In [1]:
import torch
from transformers import AutoModelForCausalLM, AutoTokenizer, pipeline

In [2]:
# Load model and tokenizer
model = AutoModelForCausalLM.from_pretrained(
    "microsoft/Phi-3-mini-4k-instruct",
    device_map="cuda",
    torch_dtype="auto",
    trust_remote_code=True,
)

`flash-attention` package not found, consider installing for better performance: No module named 'flash_attn'.
Current `flash-attention` does not support `window_size`. Either upgrade or use `attn_implementation='eager'`.


Loading checkpoint shards:   0%|          | 0/2 [00:00<?, ?it/s]

In [3]:
tokenizer = AutoTokenizer.from_pretrained("microsoft/Phi-3-mini-4k-instruct")

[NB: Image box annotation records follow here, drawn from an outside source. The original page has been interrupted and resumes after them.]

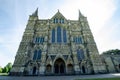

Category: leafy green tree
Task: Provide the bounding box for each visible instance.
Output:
[2,63,12,73]
[6,63,12,72]
[103,49,120,55]
[0,67,2,73]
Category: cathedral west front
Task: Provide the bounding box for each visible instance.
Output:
[10,9,106,75]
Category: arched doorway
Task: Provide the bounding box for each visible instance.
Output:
[82,66,85,73]
[46,64,52,73]
[54,58,65,74]
[32,67,37,75]
[67,64,73,74]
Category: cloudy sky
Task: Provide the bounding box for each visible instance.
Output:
[0,0,120,67]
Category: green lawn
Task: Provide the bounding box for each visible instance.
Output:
[76,78,120,80]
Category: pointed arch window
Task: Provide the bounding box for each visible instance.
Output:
[73,37,82,44]
[33,50,37,60]
[77,49,84,61]
[33,50,42,60]
[37,50,42,60]
[57,27,62,43]
[63,29,67,43]
[52,29,55,43]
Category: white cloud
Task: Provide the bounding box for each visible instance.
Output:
[60,0,117,53]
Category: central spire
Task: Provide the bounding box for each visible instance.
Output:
[32,8,38,16]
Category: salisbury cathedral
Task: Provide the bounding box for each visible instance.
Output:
[10,9,106,75]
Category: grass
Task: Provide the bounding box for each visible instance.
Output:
[0,73,8,76]
[76,78,120,80]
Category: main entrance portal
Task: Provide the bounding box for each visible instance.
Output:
[54,58,65,74]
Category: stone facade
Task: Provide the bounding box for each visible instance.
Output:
[10,9,106,75]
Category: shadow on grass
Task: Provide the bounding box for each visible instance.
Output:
[75,78,120,80]
[0,73,8,76]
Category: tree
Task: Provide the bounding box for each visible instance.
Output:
[103,49,120,55]
[2,62,12,73]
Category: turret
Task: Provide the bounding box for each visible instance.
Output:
[29,8,38,20]
[78,10,85,21]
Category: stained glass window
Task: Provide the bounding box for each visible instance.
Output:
[37,50,41,60]
[52,29,55,43]
[63,30,67,43]
[77,49,84,60]
[73,37,82,44]
[57,27,61,43]
[33,50,37,60]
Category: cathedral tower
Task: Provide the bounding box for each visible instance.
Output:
[10,9,106,75]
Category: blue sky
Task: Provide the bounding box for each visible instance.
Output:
[0,0,120,67]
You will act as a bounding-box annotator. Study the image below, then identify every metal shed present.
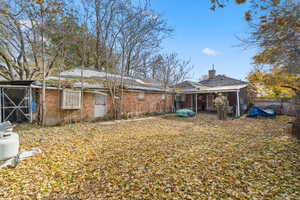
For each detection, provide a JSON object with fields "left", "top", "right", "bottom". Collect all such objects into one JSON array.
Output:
[{"left": 0, "top": 80, "right": 33, "bottom": 123}]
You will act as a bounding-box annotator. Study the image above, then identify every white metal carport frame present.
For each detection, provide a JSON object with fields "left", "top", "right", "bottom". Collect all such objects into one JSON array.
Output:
[{"left": 180, "top": 84, "right": 248, "bottom": 117}]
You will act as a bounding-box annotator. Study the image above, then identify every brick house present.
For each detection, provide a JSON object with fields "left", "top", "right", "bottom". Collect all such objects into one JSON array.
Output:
[
  {"left": 0, "top": 68, "right": 174, "bottom": 125},
  {"left": 172, "top": 69, "right": 249, "bottom": 117}
]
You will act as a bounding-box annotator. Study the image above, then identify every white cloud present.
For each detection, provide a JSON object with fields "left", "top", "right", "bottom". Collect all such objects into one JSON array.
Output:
[{"left": 202, "top": 48, "right": 217, "bottom": 56}]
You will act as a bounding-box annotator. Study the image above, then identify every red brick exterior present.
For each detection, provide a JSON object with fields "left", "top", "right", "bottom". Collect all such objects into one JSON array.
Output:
[
  {"left": 123, "top": 92, "right": 173, "bottom": 113},
  {"left": 40, "top": 89, "right": 94, "bottom": 125},
  {"left": 39, "top": 89, "right": 173, "bottom": 125}
]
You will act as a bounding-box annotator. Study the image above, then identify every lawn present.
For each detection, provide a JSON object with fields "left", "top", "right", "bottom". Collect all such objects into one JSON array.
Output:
[{"left": 0, "top": 116, "right": 300, "bottom": 200}]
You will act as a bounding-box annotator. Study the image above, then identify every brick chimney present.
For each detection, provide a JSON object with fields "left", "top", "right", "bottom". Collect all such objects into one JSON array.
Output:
[{"left": 208, "top": 69, "right": 216, "bottom": 79}]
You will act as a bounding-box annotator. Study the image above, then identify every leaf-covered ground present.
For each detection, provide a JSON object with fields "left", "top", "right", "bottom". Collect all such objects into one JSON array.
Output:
[{"left": 0, "top": 116, "right": 300, "bottom": 200}]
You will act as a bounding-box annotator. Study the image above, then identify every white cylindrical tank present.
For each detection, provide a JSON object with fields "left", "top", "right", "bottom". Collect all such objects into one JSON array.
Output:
[{"left": 0, "top": 132, "right": 19, "bottom": 160}]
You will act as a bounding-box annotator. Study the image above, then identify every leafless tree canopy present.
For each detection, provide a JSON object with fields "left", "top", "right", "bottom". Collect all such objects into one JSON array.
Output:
[{"left": 0, "top": 0, "right": 189, "bottom": 85}]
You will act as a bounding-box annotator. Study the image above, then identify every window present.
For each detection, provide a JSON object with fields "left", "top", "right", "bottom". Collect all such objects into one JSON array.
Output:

Special tokens have been added in the vocabulary, make sure the associated word embeddings are fine-tuned or trained.


In [4]:
# Create a pipeline
pipe = pipeline(
    "text-generation",
    model=model,
    tokenizer=tokenizer,
    return_full_text=False,
    max_new_tokens=500,
    do_sample=False,
)

In [5]:
# Prompt
messages = [
    {"role": "user", "content": "Create a funny joke about chickens."}
]

# Generate the output
output = pipe(messages)
print(output[0]["generated_text"])

You are not running the flash-attention implementation, expect numerical differences.


 Why did the chicken join the band? Because it had the drumsticks!


Under the hood, transformers.pipeline first converts our messages into a specific prompt template. We can explore this process by accessing the underlying tokenizer:

In [6]:
# Apply prompt template
prompt = pipe.tokenizer.apply_chat_template(messages, tokenize=False)
print(prompt)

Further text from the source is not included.